Korean economy roars aheadAs unbelievable numbers appear in economic news, prospects for the economy grow brighter. Capital investment in semiconductors in January and February surged as much as 576 percent from the same period a year ago. Exports in the first quarter tripled on-year. Automotive parts sales more than doubled in the first three months from 2008. Factories making liquid-crystal displays and petrochemical products can hardly keep up with the surge in overseas demand. The local currency’s strengthening against the U.S. dollar poses little concern for exporters as the global economy recovers. Export-driven Korea is quickly picking up speed.
The Bank of Korea recently upgraded its growth forecast for this year to 5.2 percent from 4.6 percent. Other think tanks’ estimates top 5 percent. The state-run Korea Development Institute and foreign banks are expected to raise their outlook to more than 6 percent. Korea Inc. will be returning to pre-crisis growth levels just after hovering around zero growth last year.
Some warn the figures are deceptive, as they are set against the troughs of last year, while those on the other side say that even if the economy expands more than its potential rate of around 4 percent, it won’t overheat because of last year’s low growth. The Korean economy’s recovery is indisputable. Capital investment, which plummeted 9 percent last year, will likely surge 13.4 percent this year, while 240,000 new jobs are expected and domestic consumption could rise by 4 percent. Meanwhile, consumer prices are expected to increase in the mid-2 percent range. The economy, long sustained by government spending, has gained momentum.
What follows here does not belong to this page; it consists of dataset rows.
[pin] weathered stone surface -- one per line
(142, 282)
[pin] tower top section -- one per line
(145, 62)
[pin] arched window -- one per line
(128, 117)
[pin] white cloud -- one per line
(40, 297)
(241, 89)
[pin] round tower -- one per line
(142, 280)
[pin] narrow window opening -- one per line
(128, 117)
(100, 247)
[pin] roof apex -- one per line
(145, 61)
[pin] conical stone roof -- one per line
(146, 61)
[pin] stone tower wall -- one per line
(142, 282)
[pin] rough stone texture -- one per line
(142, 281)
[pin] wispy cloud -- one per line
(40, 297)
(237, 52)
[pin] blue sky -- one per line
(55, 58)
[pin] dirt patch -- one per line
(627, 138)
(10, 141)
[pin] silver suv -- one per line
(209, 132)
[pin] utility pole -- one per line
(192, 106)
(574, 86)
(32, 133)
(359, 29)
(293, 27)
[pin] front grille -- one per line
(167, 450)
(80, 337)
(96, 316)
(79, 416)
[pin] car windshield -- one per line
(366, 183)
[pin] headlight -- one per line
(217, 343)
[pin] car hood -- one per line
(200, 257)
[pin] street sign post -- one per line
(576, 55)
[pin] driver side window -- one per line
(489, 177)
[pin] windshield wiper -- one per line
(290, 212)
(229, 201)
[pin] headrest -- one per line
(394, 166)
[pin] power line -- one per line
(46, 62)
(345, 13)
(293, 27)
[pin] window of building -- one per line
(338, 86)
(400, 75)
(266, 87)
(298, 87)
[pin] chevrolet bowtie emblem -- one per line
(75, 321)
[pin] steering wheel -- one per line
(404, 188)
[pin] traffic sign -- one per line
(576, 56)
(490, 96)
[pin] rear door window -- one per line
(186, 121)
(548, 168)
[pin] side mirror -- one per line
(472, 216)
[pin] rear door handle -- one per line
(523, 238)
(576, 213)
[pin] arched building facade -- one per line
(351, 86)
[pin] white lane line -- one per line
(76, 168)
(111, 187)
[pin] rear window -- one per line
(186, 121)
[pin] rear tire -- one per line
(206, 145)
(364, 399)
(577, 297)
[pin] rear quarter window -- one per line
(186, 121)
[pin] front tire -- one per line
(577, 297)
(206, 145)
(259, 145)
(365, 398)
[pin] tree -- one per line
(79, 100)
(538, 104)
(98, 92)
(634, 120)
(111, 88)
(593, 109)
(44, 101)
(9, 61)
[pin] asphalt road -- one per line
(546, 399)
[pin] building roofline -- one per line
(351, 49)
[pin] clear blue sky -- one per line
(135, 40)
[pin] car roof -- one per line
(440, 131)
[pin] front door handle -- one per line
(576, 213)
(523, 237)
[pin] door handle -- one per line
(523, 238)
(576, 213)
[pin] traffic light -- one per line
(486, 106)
But the global economic environment remains murky due to the Greek credit crisis and upward pressure on the Chinese yuan. The won continues to strengthen and international raw materials prices are quickly rising.
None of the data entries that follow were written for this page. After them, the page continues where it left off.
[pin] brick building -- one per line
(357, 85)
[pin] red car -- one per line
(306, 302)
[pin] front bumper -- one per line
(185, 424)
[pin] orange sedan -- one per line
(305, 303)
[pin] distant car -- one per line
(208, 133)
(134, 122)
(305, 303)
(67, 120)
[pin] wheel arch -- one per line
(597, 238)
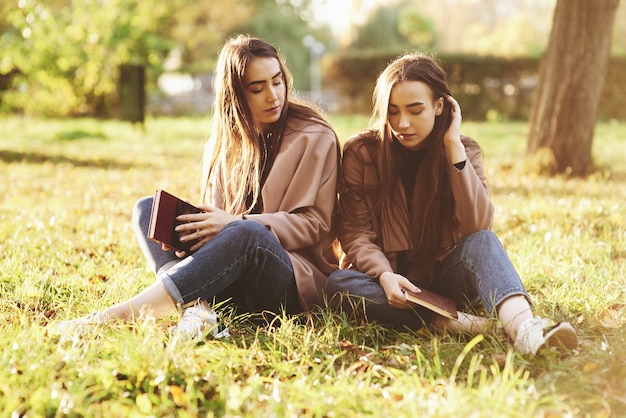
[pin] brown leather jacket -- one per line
(372, 246)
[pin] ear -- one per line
(439, 106)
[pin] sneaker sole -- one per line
(562, 335)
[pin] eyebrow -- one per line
(263, 81)
(416, 104)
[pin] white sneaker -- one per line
(538, 332)
(77, 327)
(196, 320)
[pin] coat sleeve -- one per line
(358, 235)
(474, 210)
(300, 194)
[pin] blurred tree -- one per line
(286, 25)
(200, 27)
(571, 76)
(67, 53)
(416, 28)
(394, 28)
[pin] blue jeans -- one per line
(478, 271)
(244, 264)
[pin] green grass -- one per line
(67, 249)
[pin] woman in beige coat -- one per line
(265, 239)
(416, 214)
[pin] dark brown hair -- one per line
(434, 214)
(232, 157)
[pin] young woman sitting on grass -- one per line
(265, 239)
(416, 213)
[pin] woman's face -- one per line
(412, 112)
(265, 90)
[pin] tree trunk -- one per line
(571, 77)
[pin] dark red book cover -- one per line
(433, 301)
(165, 208)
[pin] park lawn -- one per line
(67, 249)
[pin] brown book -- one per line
(433, 301)
(165, 208)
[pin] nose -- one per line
(403, 121)
(272, 95)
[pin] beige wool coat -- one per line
(300, 205)
(371, 245)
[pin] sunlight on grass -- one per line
(68, 249)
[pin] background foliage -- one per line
(61, 57)
(488, 87)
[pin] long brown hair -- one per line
(434, 214)
(233, 161)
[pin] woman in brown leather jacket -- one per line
(416, 213)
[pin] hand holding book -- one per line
(433, 301)
(165, 209)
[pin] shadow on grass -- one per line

It is high time for a calm evaluation on the economy. Authorities should signal an exit if the recovery is solid. They would have to discontinue emergency stimulus measures. If they wait too long, side effects such as inflation and asset bubbles will worsen. The government should also accelerate restructuring of the property project financing system and ailing companies.
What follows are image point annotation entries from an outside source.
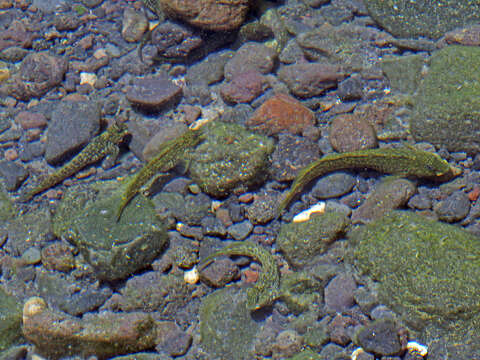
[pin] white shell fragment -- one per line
(416, 348)
(305, 214)
(356, 353)
(191, 276)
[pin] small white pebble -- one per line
(191, 276)
(416, 348)
(88, 78)
(318, 208)
(356, 353)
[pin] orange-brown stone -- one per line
(282, 113)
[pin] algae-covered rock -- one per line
(301, 242)
(428, 272)
(430, 18)
(227, 328)
(114, 249)
(447, 107)
(10, 320)
(230, 157)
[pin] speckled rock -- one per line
(403, 72)
(301, 242)
(351, 46)
(392, 193)
(333, 185)
(154, 291)
(39, 72)
(153, 92)
(215, 15)
(243, 88)
(281, 113)
(103, 335)
(73, 125)
(287, 343)
(134, 24)
(399, 251)
(450, 94)
(13, 174)
(349, 132)
(11, 315)
(114, 249)
(454, 208)
(171, 339)
(291, 154)
(306, 80)
(227, 328)
(380, 338)
(229, 157)
(250, 56)
(428, 18)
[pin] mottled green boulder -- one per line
(230, 157)
(429, 18)
(447, 106)
(301, 242)
(227, 328)
(403, 72)
(428, 272)
(114, 249)
(10, 320)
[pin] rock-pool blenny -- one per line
(170, 153)
(266, 289)
(104, 145)
(404, 161)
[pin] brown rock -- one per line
(243, 88)
(153, 92)
(58, 256)
(30, 120)
(469, 36)
(134, 25)
(39, 72)
(310, 79)
(103, 335)
(281, 113)
(349, 133)
(218, 15)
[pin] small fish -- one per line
(101, 146)
(170, 153)
(266, 289)
(404, 161)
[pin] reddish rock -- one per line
(218, 15)
(30, 120)
(39, 72)
(153, 92)
(281, 113)
(310, 79)
(58, 256)
(349, 132)
(243, 88)
(104, 335)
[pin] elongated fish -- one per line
(404, 161)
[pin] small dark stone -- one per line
(380, 337)
(453, 208)
(13, 174)
(153, 93)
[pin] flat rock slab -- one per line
(429, 18)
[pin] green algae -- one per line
(266, 289)
(403, 161)
(446, 112)
(428, 272)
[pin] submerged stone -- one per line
(230, 157)
(428, 272)
(227, 328)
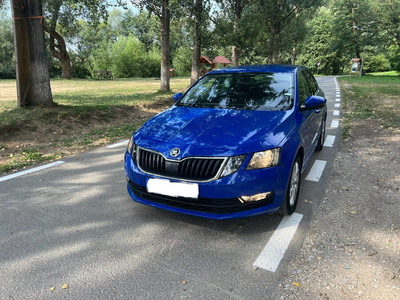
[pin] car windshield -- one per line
(258, 91)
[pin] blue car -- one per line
(232, 146)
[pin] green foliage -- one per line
(377, 63)
(316, 47)
(394, 57)
(182, 62)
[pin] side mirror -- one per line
(314, 102)
(177, 96)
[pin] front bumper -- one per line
(218, 199)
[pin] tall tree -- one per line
(66, 13)
(41, 90)
(198, 10)
(161, 8)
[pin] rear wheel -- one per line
(321, 139)
(292, 191)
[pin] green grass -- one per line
(80, 96)
(372, 96)
(78, 104)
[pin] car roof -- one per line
(258, 69)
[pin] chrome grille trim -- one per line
(155, 163)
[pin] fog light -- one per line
(253, 198)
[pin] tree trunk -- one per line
(21, 48)
(294, 56)
(271, 45)
(58, 50)
(195, 74)
(165, 59)
(276, 55)
(61, 54)
(235, 50)
(41, 90)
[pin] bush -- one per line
(377, 63)
(128, 58)
(394, 57)
(182, 61)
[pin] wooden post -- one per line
(22, 54)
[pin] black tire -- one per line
(292, 191)
(321, 139)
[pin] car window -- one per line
(311, 82)
(251, 91)
(304, 89)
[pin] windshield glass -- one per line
(260, 91)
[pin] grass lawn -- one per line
(87, 113)
(373, 96)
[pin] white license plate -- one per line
(172, 189)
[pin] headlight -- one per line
(130, 144)
(233, 165)
(265, 159)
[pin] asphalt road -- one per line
(75, 224)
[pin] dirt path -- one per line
(352, 250)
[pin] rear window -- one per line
(259, 91)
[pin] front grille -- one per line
(196, 169)
(206, 205)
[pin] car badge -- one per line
(175, 152)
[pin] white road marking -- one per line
(335, 124)
(330, 139)
(118, 144)
(276, 247)
(59, 162)
(316, 171)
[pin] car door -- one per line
(308, 119)
(317, 118)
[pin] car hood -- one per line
(214, 132)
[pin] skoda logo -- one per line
(175, 152)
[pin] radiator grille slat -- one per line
(201, 169)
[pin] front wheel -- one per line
(292, 191)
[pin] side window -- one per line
(304, 90)
(311, 82)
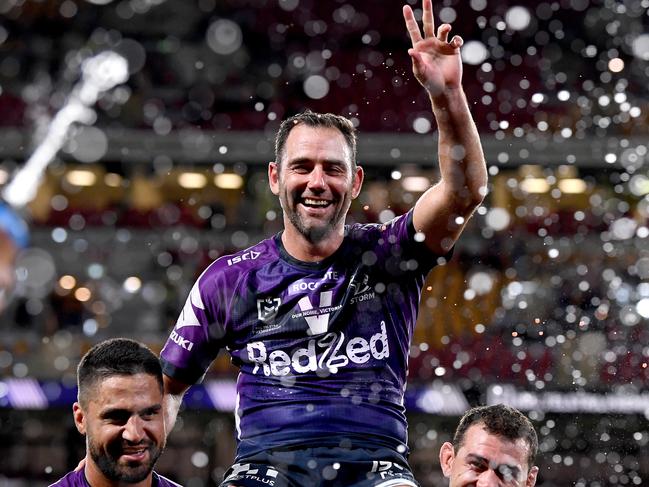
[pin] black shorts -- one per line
(322, 467)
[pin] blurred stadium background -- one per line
(545, 304)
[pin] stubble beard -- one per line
(108, 464)
(314, 233)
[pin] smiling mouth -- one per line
(314, 203)
(134, 454)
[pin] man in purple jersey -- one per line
(119, 410)
(492, 446)
(319, 318)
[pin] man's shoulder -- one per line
(370, 231)
(72, 479)
(161, 481)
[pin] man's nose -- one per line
(134, 430)
(317, 178)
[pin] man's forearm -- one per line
(461, 159)
(171, 405)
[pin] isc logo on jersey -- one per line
(252, 255)
(328, 353)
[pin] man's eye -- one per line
(477, 466)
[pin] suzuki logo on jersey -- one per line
(252, 255)
(330, 352)
(180, 341)
(267, 309)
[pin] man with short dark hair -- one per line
(492, 446)
(319, 318)
(119, 410)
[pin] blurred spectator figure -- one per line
(492, 446)
(13, 237)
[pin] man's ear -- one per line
(446, 458)
(531, 477)
(359, 175)
(273, 177)
(79, 418)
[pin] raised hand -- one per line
(436, 61)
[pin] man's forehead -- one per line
(478, 441)
(124, 389)
(304, 139)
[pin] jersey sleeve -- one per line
(197, 336)
(402, 250)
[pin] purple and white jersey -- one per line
(78, 479)
(322, 347)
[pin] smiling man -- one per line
(319, 318)
(492, 446)
(119, 410)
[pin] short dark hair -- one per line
(500, 420)
(313, 119)
(117, 356)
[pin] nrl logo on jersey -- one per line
(267, 309)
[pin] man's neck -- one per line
(300, 248)
(96, 478)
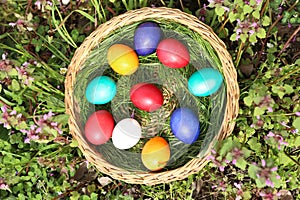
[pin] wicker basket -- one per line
(229, 73)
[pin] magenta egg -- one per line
(172, 53)
(99, 127)
(146, 96)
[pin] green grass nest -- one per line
(173, 84)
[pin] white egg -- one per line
(126, 133)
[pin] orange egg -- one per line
(156, 153)
(122, 59)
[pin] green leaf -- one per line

Timely and sensible moves from authorities are crucial. They must come up with the best time to apply their exit plans. The economy is beginning to run on its own again, and monetary authorities should shift strategies to buttress sustainable growth. They must act on their rhetoric about green growth and companies must hone non-price competitiveness through technology and quality enhancement. We can then expect to see steady growth in jobs, consumption and an economy safely in a benign cycle.